In North America, Toshiba is well-known as a major Japanese supplier of injection molding machines.
But the Tokyo-based company has very little North American sales of its extruders, made in Numazu City, Japan, according to Kenji Nozawa, manager of Toshiba's extrusion export group.
Under the licensing agree-ment, Welding Engineers will build and market Toshiba's co-rotating, intermeshing twin-screw extruders in the United States, Canada and Mexico. The extruders will have screw diameters of 37-175 millimeters. The machines will be equipped with controls for the North American market.

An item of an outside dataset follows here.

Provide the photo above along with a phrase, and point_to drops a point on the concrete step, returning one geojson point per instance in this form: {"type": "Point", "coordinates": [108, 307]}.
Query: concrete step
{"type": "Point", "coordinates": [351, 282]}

In an Oct. 9 interview at K'95, Nozawa said the most important reason for the deal was to create a U.S. sales base. Toshiba officials also see the agreement as a way to offset the high yen/weak dollar combination, which makes Japanese-made products more expensive in the United States, though that was a secondary reason, according to Nozawa.
Thomas Hensley, vice president of Welding Engineers, conceded that Toshiba is little-known in the compounding business in North America. German-made machines make up most of the machines sold in the United States.
But Hensley said Toshiba is strong in Asia, a fast-growing compounding market. That means Toshiba already has a brand awareness among large U.S. and European compounders doing business in Asia, he said.
Hensley said the two companies have been discussing the deal for about six months, and finished it shortly before K'95, which ran Oct. 5-12 in Dusseldorf.
For Welding Engineers, the agreement greatly expands its product range.
In Blue Bell, Welding Engineers makes counter-rotating, nonintermeshing, twin-screw extruders.
The machines usually are used in specialty areas by resin manufacturers for such things as devolatization of polymers and isolation of emulsion polymers, according to Hensley.
``We understand the markets [for Toshiba extruders], we were just on the fringes of the markets,'' Hensley said at Welding Engineers' K show booth.
In a statement, David Borthwick, president of Welding Engineers, said the licensing agreement will allow for increased cooperation between Welding Engineers' units - Welex Inc. of Blue Bell, which makes extrusion systems for rigid packaging, and Wexco Corp., which makes bimetallic cylinders and other extrusion components.